After the death of the last Yuan emperor, Toghan Temur, who lost his imperial status in China and other Mongol khanates, a body of the Khongirat and Olkhunut (Borte's clan) surrendered to the Ming Dynasty in 1371. Meanwhile, the Khongirad, belonged to the southern Khalkha tumen in modern Inner Mongolia and Olkhunuts lived in modern Khovd Province.
During the 18th century, the basins of the Amu Darya and Syr Darya passed under the control of three Uzbek khanates claiming legitimacy in their descent from Genghis Khan. These were, from west to east, the Khongirads based on Khiva in Khwārezm (1717–1920), the Manghud in Bukhara (1753–1920), and the Mings in Kokand (Qǔqon; c. 1710–1876). The Sufi Dynasty (1359–1388) which was founded by the Qongirat elites in Khwārezm ruled their own state under the Jochids and Timur. The Qongirat Inaks became de facto rulers of the Khanate of Khiva in 18th century and their descendants assumed the title of khan themselves in 1804. On 2 February 1920, Khiva's last khan, Sayid Abdullah, abdicated before its territory was finally incorporated into the Soviet Union in 1924.
Descendants are found among the people in Mongolia and the Yugurs in Gansu, China, and little bit in the Karakalpaks and the Uzbegs.[citation needed]

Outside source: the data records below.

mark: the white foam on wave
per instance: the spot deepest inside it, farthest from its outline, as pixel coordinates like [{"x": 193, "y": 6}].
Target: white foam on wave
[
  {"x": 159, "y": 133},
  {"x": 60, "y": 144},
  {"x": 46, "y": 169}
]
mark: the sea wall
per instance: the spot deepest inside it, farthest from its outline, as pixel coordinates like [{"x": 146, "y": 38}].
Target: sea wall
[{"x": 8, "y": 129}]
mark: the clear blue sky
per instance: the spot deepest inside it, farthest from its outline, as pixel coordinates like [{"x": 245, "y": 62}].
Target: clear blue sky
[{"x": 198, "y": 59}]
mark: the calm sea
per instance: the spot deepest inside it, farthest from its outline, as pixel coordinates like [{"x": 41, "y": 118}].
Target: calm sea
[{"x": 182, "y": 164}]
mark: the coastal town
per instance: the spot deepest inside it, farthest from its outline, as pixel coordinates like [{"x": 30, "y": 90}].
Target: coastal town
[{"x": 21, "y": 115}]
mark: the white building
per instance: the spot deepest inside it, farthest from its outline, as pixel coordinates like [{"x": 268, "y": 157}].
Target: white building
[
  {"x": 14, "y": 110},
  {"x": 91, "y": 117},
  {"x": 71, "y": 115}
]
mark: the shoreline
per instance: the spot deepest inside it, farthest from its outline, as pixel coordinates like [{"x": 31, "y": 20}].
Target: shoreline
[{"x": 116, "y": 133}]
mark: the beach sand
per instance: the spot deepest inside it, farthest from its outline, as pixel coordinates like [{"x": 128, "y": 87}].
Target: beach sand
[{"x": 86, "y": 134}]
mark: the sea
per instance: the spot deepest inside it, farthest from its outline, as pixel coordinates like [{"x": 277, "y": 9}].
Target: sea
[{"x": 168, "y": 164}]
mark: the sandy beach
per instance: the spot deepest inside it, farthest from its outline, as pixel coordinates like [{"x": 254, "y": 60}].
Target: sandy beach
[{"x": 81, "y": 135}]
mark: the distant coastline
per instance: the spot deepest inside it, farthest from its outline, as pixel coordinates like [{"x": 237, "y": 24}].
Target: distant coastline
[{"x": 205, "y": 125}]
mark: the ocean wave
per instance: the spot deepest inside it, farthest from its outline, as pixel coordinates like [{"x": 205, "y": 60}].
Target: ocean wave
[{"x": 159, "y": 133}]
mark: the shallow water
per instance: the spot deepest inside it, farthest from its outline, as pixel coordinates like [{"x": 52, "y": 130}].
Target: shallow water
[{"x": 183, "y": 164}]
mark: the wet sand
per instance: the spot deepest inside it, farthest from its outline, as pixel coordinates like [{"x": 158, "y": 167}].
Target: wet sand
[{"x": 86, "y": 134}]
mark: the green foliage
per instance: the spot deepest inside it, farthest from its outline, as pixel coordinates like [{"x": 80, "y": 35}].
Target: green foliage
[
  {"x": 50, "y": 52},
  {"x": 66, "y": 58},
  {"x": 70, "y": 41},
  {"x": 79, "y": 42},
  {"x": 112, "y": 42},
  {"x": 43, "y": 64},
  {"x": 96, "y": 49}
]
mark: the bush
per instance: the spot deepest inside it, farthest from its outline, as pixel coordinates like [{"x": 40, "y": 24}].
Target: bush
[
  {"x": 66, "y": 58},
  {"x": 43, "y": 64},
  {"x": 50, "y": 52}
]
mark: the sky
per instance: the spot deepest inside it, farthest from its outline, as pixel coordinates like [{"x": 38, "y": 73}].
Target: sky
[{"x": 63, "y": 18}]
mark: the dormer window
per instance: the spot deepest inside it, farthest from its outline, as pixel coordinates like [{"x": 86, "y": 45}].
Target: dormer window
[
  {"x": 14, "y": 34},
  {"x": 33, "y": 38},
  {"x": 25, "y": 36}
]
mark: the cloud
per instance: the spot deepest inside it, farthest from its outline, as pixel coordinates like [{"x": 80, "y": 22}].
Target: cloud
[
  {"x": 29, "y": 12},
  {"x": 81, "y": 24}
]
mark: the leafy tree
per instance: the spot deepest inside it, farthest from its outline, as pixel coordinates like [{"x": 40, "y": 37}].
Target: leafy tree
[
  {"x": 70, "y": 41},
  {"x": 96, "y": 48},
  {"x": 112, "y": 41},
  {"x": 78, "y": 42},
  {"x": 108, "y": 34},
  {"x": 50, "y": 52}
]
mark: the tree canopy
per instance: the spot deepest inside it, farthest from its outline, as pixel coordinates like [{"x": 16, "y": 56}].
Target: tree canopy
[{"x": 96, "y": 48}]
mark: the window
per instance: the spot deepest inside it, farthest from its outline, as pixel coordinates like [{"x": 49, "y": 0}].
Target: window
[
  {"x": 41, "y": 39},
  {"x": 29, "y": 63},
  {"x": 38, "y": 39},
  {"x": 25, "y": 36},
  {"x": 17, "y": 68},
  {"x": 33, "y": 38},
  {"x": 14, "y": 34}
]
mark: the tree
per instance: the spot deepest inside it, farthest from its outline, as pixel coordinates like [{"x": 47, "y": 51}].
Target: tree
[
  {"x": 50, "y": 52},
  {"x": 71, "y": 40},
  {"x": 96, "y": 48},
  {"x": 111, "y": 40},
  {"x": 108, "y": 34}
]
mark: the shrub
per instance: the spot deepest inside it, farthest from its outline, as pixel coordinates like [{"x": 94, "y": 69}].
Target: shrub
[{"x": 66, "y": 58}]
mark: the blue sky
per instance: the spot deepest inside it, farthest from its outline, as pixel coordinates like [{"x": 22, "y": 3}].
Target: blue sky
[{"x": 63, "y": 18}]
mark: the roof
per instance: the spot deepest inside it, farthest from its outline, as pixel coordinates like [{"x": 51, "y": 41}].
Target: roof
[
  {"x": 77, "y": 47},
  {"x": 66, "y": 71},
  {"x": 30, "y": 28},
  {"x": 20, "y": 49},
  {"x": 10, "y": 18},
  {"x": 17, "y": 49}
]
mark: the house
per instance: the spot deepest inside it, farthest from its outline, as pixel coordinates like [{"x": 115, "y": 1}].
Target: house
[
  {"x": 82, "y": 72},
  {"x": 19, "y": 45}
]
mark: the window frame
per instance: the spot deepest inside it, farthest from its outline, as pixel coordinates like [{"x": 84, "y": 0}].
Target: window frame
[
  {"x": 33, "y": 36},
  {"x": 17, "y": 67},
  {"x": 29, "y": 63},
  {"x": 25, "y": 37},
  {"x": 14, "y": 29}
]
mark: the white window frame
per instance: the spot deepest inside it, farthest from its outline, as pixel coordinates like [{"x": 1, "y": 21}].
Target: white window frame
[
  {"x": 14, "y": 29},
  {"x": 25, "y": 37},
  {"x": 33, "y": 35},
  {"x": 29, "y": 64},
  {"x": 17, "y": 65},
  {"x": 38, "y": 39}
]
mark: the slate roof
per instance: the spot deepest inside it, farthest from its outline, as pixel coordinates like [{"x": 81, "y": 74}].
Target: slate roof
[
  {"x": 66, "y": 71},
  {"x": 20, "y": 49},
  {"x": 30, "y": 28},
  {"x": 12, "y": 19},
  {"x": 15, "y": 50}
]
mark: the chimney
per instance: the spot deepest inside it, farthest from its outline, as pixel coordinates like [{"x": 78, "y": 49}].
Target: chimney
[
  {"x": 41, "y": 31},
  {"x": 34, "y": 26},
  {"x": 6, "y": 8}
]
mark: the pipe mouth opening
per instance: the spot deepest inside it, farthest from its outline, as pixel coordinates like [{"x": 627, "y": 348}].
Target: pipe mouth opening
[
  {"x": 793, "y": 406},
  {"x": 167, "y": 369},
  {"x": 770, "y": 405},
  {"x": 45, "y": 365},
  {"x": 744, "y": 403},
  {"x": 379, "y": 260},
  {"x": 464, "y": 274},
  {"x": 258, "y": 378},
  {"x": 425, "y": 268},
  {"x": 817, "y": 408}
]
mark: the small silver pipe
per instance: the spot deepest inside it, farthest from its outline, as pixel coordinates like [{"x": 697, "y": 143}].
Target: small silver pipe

Currently a Kazakh tribe of the Middle Juz named Qoñyrat (or less commonly Qoñğyrat) are considered descendants of Khongirads (Ongrat, Kungrat in (Gumilev, n.d). Around the beginning of the 20th century CE, the Kazakh Qongyrats lived mainly in what is now Turkistan Region (formerly South Kazakhstan Region), especially in the vicinity of the city of Turkistan.[8] This region borders Uzbekistan, and a majority of the local population has at times been recorded as Uzbek; the part of the region in which the Kazakh Qongırats were concentrated was located between the Sır River and the lower reaches of the Chu River where it disappears in the steppe. The Qongyrat tribe of Kazakhs are notable for the extremely high frequency among them (64/95 = 67.37%[9]) of Y-DNA that belongs to haplogroup C-M407, a clade that otherwise has been observed with greatest frequency among Buryats (117/217 = 53.9%,[10] 40/80 = 50.0%,[11] 86/298 = 28.9% (mostly northern and western)[12]) and other indigenous peoples of Buryatia (15/28 = 53.6% Sojots,[10] 27/51 = 52.9% Hamnigans[10]). Members of C-M407 also have been found with lower frequency among Mongols in Mongolia,[11][13] Kalmyks (especially Dörwöds),[14][13] Manchus in China,[11] and Yakuts in Sakha Republic.[11]
They ruled the Khiva khanate from 1763 to 1920.